Anti-entropy is the periodic background process that detects and fixes silent divergence between replicas. Entropy means disorder — replicas drifting apart. Anti-entropy fights that drift. Merkle Trees are the mechanism that makes anti-entropy efficient. Only leaderless databases need this — leader-based databases use WAL replay instead.

What anti-entropy means#

Entropy in physics means disorder. In distributed systems it means replicas drifting apart — data that should be identical slowly diverging due to missed writes, network failures, or node crashes.

Anti-entropy is the process that fights that drift — periodically comparing replicas against each other and syncing the differences back.

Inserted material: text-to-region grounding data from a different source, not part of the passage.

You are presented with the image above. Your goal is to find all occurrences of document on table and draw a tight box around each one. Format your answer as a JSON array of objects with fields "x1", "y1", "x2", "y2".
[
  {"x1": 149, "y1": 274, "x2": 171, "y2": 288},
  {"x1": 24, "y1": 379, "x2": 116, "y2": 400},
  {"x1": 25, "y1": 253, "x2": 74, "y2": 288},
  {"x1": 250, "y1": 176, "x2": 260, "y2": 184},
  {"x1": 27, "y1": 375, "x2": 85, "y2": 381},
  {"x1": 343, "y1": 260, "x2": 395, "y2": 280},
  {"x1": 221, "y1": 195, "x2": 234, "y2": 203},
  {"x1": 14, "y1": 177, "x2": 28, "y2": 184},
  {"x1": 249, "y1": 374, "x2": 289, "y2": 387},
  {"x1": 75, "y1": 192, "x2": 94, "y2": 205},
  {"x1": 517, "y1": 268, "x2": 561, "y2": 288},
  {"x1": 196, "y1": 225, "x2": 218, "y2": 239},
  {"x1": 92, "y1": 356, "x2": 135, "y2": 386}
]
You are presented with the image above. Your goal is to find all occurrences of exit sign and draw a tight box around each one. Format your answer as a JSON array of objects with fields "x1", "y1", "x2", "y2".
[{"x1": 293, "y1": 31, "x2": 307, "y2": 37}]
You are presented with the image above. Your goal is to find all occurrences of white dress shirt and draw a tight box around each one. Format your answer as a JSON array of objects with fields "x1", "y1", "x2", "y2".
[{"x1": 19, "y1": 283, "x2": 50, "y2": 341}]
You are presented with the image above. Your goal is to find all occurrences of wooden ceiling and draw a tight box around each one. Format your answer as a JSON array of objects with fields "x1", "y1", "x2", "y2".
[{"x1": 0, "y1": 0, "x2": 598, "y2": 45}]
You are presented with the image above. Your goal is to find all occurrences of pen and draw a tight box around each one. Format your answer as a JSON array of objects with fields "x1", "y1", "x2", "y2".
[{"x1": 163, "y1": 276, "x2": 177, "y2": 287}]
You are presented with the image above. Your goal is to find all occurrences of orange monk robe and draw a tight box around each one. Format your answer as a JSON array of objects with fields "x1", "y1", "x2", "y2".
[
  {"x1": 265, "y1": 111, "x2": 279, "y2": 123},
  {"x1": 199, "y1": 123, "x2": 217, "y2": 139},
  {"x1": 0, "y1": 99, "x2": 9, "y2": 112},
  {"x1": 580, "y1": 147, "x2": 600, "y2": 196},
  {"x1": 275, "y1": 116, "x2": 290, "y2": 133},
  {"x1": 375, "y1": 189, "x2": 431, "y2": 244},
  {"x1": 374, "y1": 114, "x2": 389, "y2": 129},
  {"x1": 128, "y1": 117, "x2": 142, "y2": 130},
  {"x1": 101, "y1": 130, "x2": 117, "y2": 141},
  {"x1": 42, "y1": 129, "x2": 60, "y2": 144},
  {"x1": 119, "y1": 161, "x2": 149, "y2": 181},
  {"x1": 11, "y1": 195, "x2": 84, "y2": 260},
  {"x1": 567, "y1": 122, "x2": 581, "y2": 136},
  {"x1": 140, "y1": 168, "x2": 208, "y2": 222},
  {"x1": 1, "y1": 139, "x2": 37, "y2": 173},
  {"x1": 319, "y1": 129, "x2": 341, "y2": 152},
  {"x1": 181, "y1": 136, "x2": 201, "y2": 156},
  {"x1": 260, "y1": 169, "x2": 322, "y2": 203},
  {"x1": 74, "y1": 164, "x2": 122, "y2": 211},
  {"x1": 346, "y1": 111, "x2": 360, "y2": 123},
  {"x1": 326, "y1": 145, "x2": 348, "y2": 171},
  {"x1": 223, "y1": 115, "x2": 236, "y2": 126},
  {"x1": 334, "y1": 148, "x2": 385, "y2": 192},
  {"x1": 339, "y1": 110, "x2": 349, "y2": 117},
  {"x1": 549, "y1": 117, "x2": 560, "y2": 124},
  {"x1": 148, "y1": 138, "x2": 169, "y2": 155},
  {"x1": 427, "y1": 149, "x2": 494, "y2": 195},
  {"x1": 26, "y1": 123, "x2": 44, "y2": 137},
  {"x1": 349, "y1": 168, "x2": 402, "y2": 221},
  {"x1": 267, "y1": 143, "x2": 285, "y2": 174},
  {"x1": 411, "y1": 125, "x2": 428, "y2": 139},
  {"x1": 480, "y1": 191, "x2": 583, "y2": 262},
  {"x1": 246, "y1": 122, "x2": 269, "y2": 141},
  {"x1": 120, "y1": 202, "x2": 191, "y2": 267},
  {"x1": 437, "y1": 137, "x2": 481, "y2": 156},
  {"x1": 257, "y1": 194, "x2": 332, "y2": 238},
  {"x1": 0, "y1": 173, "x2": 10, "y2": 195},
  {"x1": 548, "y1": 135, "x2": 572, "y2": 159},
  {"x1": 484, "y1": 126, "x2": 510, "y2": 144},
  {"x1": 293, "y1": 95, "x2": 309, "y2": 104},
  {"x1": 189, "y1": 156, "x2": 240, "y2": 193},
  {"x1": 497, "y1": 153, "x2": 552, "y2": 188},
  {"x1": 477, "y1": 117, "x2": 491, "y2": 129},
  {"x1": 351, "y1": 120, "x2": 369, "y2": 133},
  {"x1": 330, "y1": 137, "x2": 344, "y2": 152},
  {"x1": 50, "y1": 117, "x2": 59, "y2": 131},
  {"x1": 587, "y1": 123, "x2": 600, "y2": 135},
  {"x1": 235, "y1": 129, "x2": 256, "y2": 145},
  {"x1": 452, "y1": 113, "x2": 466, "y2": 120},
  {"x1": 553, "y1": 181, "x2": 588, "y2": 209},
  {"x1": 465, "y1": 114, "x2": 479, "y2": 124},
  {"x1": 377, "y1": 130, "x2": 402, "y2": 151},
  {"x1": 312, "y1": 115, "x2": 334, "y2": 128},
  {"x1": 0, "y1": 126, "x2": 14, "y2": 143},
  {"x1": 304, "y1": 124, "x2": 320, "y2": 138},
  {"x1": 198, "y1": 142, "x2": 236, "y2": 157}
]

Think of it like reconciliation in accounting. Your internal books should match the bank statement. You don't verify every transaction in real time — you do a periodic reconciliation to catch anything that slipped through. Anti-entropy is that reconciliation for database replicas.

How Cassandra runs anti-entropy repair#

Cassandra runs anti-entropy as a background job. At a configured interval — or triggered manually — each node builds a Merkle Tree for its local data and exchanges it with the other replicas holding the same data.

Node A builds Merkle Tree → sends root hash to Node B
Root hashes differ → drill down level by level
Find differing buckets → sync only those rows
Replicas back in sync ✓

Cassandra exposes this as a manual command: nodetool repair. In production, operators run it regularly — typically once per gc_grace_seconds (the window before deleted data is permanently removed) to ensure all replicas are consistent before tombstones expire.

Which databases need anti-entropy — and which don't#

The need for Merkle Tree-based anti-entropy comes down to one thing — does the database have a single source of truth for write ordering?

Leaderless databases — need anti-entropy:

In a leaderless system like Cassandra or DynamoDB, any node can accept any write independently. There is no central log. A write can reach Node A but silently miss Node B — and Node B has no way of knowing it missed anything. Silent divergence is a real and ongoing risk.

Cassandra  → leaderless, any node accepts writes → needs Merkle Tree repair
DynamoDB   → leaderless internally → uses Merkle Trees for replica sync
Riak       → leaderless like Cassandra → same problem, same solution

Leader-based databases — WAL replay is enough:

In MySQL, PostgreSQL, or any Raft-based system, there is one primary that controls all writes. Replicas follow the WAL sequentially. If a replica falls behind, it knows exactly where it stopped and replays from that point. There is no such thing as silently missing a write — the replica either has it or it knows it's behind.

MySQL / PostgreSQL  → single primary, sequential WAL → replica just replays from last position
etcd / CockroachDB  → Raft-based, leader controls writes → gap detection built into protocol

The pattern

Merkle Trees solve a problem that only exists in leaderless architectures — multiple nodes accepting writes independently with no single ordered log. If you have a leader, WAL replay handles divergence. If you don't, you need Merkle Trees.

Interview framing

"Cassandra uses Merkle Trees for anti-entropy repair. Because it's leaderless, any node can accept writes independently — meaning a node can silently miss a write with no way of knowing. Periodically, Cassandra builds a Merkle Tree for each replica — a tree of hashes over buckets of data. Two replicas compare their trees top-down. Matching hashes mean identical data — skip. Differing hashes mean divergence — drill down. Within about 10 levels you've pinpointed the exact rows that differ, without ever transferring the full dataset. MySQL doesn't need this because replicas follow a single WAL sequentially — they can't silently diverge."